Acid-soil spruce forests can again be divided into three groups. The first type, sphagnum moss spruce forests, occurs in the Greywacke zone. The soils there are very wet, favouring the growth of sphagnum moss. The sites are characterised by higher acidity and lower nitrogen levels than in other spruce forest types. An even higher soil moisture is found in sphagnum moss spruce forests with cottongrass (Eriophorum), which are characterised by boggy soil conditions. Typical vegetation includes cottongrass and bog bilberry (Vaccinium uliginosum). The last group is spruce forest with wood sorrels (Oxalis), which can be found in less extreme locations with a larger number of more demanding forest plants in the undergrowth.
Pure larch forests tend to be the exception rather than the rule in the Gesäuse National Park, as they are commonly interspersed with varying admixtures of spruce. The larch is, however, very competitive on shady rocky slopes poor in fine soil and dominates at altitudes between 1,400 and 1,600m. The vegetation found in larch forests consists mainly of species adapted to rocky conditions and include for example dwarf alpenrose (Rhodothamnus chamaecistus), Alpine rock-cress (Arabis alpina) or Austrian bellflower (Campanula pulla).
Larch-Swiss Stone Pine Forest
The highest tree level in the Gesäuse is the larch-Swiss pine forest, which can be found mainly on the old plateaus and south of the Hochtor chain. The National Park is the easternmost edge of the range of this tree species in the Alps. The forests are characterised by scattered stands with varying proportions of Swiss stone pine and larch, with the larch dominating in many places. Other tree species such as spruce or fir can only compete in secondary stands due to the tough climatic conditions prevailing at these high altitudes.
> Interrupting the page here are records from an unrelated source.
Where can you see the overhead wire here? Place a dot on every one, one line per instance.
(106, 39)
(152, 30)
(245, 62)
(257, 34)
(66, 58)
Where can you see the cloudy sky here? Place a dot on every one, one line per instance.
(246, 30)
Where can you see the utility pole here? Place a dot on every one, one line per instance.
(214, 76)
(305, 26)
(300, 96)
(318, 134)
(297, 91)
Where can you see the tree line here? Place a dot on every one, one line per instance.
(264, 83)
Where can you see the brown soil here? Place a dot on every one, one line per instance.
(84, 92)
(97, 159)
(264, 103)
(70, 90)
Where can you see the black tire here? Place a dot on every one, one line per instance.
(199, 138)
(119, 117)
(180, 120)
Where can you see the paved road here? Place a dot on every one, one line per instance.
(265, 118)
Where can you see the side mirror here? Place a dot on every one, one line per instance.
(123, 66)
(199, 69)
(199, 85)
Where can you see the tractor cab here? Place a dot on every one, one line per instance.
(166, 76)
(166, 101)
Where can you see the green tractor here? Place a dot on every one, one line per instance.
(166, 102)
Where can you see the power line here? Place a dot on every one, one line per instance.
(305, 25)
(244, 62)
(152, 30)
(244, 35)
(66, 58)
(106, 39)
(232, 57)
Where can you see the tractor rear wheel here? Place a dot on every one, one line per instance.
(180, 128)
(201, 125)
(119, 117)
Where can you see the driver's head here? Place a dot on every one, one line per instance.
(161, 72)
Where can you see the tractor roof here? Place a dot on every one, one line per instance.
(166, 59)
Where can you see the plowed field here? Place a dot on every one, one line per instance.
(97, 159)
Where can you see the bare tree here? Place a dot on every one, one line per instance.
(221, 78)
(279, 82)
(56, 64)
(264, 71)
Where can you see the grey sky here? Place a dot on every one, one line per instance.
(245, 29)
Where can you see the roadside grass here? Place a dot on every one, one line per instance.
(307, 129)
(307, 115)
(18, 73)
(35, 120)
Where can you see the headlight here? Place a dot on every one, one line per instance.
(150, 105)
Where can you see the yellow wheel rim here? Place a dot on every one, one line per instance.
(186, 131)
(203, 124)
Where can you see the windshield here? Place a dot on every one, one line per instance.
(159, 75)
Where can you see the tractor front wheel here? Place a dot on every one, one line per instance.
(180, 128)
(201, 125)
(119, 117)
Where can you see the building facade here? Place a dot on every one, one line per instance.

WeiterlesenThe larch-Swiss stone pine forests in the Gesäuse National Park usually occur on Dachstein limestone. It shows a higher proportion of larch than its silicate counterpart. This forest type is completely lacking north of the River Enns due to the extremely steep terrain morphology. The range south of the river can be divided into three areas: the rocky "Zirbengarten" east of the Hüpflinger-Hals, the former grazing grounds on the northern slopes of the eastern Zinödl massif towards the Wolfbauernhochalm pasture, and finally the high valley north of the Hesshütte Alpine hut over the steep slopes of the Planspitz and Zinödl mountains.
Detailed information about the larch-Swiss stone pine forests in the Gesäuse National Park can be found in the following publication (in German) "Lärchen-Zirbenwälder im Nationalpark Gesäuse sowie pflanzensoziologische Diskussion des Carbonat-Lä-Zi-Waldes in Österreich" by Anton Carli (2013).
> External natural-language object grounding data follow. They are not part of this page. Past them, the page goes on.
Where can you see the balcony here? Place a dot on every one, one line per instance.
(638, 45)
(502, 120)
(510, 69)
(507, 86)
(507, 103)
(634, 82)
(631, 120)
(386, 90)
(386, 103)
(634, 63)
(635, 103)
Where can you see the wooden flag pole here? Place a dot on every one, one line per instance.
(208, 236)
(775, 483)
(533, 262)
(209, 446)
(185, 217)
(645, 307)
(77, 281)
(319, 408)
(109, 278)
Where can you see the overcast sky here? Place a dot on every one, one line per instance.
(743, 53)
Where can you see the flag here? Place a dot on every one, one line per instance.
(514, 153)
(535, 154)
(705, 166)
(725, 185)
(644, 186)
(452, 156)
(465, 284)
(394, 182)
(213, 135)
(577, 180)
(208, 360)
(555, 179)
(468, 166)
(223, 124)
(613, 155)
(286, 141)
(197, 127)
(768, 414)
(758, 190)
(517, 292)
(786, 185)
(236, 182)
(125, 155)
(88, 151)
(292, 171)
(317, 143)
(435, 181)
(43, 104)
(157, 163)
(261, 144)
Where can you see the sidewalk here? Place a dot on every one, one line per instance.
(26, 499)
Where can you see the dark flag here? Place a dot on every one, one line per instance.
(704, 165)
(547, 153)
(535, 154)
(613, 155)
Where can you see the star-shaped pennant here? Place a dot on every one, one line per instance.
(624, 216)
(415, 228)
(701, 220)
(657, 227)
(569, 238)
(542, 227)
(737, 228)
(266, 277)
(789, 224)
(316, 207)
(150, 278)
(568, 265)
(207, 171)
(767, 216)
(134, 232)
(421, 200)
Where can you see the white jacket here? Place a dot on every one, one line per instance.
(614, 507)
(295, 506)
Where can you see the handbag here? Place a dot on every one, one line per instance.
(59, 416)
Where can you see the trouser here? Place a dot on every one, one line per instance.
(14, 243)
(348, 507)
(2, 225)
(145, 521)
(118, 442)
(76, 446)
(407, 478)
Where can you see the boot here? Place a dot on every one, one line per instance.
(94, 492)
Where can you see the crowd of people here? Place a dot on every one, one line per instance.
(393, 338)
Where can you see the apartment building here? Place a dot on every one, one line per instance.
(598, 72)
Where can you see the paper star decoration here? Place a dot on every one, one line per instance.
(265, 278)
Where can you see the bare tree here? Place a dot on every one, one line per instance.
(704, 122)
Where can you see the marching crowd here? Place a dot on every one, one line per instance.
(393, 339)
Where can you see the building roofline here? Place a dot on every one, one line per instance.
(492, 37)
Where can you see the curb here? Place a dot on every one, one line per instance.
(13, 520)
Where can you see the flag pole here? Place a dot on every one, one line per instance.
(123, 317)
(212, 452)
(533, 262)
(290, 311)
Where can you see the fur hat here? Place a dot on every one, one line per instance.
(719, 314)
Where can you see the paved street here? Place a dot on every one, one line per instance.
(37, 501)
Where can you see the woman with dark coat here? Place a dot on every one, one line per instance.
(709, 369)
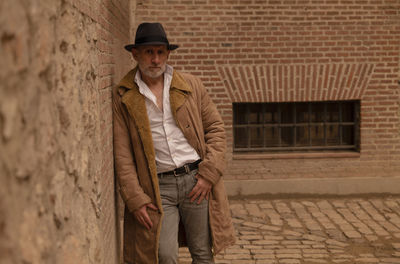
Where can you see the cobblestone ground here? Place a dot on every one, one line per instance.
(302, 231)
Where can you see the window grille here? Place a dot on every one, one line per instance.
(297, 126)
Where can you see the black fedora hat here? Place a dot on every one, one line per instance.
(150, 34)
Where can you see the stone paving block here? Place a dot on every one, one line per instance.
(347, 231)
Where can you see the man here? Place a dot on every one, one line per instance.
(169, 147)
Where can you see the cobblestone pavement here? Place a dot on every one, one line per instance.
(314, 230)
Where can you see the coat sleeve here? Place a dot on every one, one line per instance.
(125, 167)
(213, 165)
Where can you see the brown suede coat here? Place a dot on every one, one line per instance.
(200, 122)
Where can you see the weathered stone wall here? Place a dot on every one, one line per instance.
(59, 60)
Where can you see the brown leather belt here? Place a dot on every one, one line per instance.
(181, 170)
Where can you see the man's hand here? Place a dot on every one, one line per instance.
(143, 217)
(201, 190)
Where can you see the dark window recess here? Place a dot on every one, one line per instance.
(300, 126)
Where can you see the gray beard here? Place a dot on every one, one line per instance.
(153, 74)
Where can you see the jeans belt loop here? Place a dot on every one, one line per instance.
(187, 168)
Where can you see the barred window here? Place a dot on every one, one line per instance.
(298, 126)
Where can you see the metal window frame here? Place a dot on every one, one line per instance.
(293, 146)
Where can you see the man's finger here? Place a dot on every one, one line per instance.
(193, 192)
(201, 198)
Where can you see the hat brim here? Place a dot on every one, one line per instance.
(169, 47)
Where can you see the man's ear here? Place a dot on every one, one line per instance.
(134, 53)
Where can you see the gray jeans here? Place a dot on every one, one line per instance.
(177, 206)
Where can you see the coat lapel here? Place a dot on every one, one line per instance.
(178, 92)
(136, 106)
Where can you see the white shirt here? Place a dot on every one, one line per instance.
(171, 147)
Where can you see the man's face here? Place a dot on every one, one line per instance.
(151, 59)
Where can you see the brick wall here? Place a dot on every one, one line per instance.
(59, 60)
(294, 50)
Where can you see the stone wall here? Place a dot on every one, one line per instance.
(59, 60)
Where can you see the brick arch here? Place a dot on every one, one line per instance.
(286, 83)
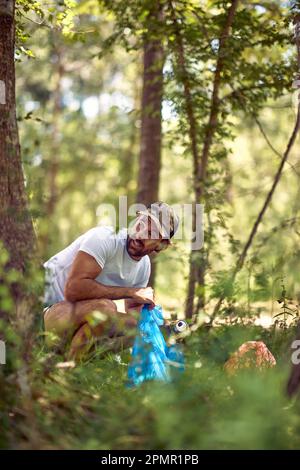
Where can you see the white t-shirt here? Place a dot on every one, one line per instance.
(110, 252)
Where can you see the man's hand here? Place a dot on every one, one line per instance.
(144, 296)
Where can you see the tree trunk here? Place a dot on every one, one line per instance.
(48, 229)
(150, 150)
(16, 229)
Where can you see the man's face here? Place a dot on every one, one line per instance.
(145, 238)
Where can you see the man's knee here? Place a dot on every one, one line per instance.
(107, 305)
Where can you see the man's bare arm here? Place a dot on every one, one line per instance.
(81, 284)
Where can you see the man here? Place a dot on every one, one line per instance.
(99, 267)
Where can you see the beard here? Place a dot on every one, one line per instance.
(136, 248)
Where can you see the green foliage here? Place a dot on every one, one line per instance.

Dwarf Mountain Pine Shrubs
At high altitudes, where the forest reaches its limits, the landscape is dominated by dwarf mountain pines forming a continuous krummholz belt above the timberline. In scree and avalanche tracks they descend down to the valleys. The dwarf mountain pine is ideally adapted to the extreme conditions of its habitat. It can withstand heat and draught as well as frost and extended snow cover and even thrives on steep rock faces.
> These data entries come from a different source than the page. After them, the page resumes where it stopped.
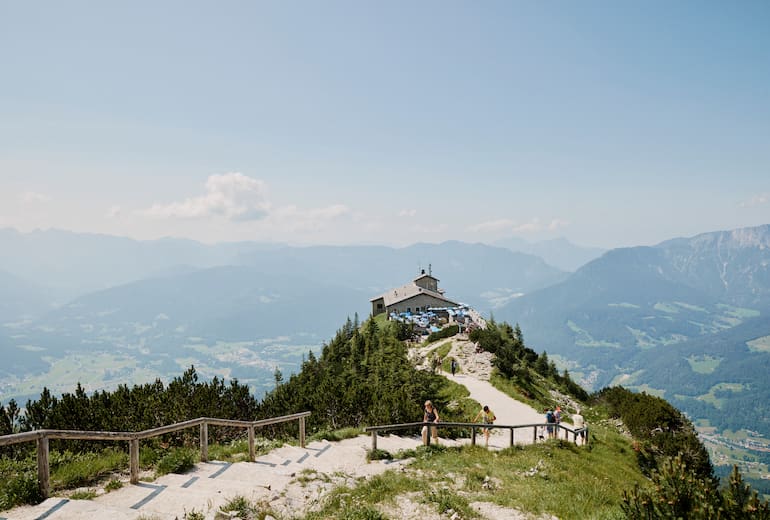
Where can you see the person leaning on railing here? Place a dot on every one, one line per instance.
(430, 415)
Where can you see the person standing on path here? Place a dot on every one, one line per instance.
(550, 420)
(431, 416)
(489, 417)
(580, 425)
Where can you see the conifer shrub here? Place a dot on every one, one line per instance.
(19, 487)
(677, 492)
(177, 460)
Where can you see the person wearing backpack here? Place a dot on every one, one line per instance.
(550, 420)
(489, 418)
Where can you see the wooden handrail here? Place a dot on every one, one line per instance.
(43, 436)
(513, 427)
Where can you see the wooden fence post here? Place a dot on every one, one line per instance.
(133, 455)
(252, 451)
(204, 441)
(43, 468)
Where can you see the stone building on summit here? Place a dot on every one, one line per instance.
(418, 296)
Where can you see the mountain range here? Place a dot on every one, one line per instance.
(233, 310)
(687, 319)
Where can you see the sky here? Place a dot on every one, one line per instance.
(608, 123)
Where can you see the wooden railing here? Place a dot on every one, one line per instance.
(558, 428)
(43, 436)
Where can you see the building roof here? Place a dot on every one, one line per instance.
(423, 275)
(407, 291)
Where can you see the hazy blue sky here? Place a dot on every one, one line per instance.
(609, 123)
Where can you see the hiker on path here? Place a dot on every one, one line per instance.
(580, 425)
(550, 420)
(430, 415)
(489, 417)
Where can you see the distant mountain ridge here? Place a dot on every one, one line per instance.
(264, 308)
(635, 308)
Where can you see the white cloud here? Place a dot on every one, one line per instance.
(533, 225)
(557, 223)
(233, 196)
(31, 197)
(293, 218)
(492, 226)
(757, 200)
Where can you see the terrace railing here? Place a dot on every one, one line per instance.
(42, 438)
(536, 428)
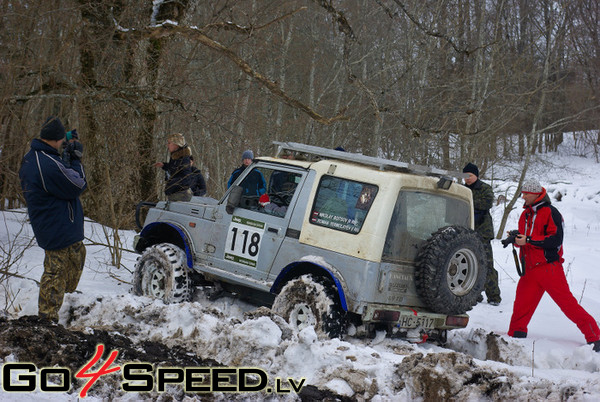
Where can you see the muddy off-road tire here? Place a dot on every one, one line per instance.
(451, 270)
(161, 273)
(308, 301)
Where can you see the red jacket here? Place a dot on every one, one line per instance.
(543, 226)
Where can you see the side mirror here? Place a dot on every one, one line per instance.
(234, 199)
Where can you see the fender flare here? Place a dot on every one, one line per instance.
(175, 235)
(299, 268)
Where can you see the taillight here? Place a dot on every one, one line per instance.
(457, 321)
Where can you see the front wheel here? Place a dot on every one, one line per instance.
(307, 301)
(161, 273)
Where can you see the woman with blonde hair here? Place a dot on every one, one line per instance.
(178, 170)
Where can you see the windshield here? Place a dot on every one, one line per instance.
(416, 216)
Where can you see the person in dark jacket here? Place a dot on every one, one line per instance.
(198, 183)
(254, 184)
(483, 200)
(540, 251)
(178, 170)
(52, 191)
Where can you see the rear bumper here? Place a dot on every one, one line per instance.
(411, 318)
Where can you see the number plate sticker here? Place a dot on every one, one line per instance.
(413, 321)
(243, 241)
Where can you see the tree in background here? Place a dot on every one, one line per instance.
(428, 82)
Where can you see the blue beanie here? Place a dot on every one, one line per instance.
(53, 129)
(248, 154)
(471, 168)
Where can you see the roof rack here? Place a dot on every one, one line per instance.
(313, 153)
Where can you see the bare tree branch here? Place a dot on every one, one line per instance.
(166, 30)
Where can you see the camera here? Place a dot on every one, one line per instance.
(510, 239)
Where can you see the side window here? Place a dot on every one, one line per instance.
(416, 216)
(269, 191)
(342, 204)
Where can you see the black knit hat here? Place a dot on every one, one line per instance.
(471, 168)
(53, 129)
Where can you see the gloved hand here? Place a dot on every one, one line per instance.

The dwarf mountain pine forms dense stands in less exposed and steep areas, encouraging growth of other tree species such as sycamore maple (Acer pseudoplatanus), mountain ash (Sorbus aucuparia), larch and Swiss stone pine. If left undisturbed, dwarf mountain pine stands below the timberline may develop into another forest community, depending on the dominant tree species.
Detailed information about the forest types and their different appearances can be found in the relevant forest site survey (in German) "Forstliche Standortserkundung für das Gesäuse" by Anton Carli (2007).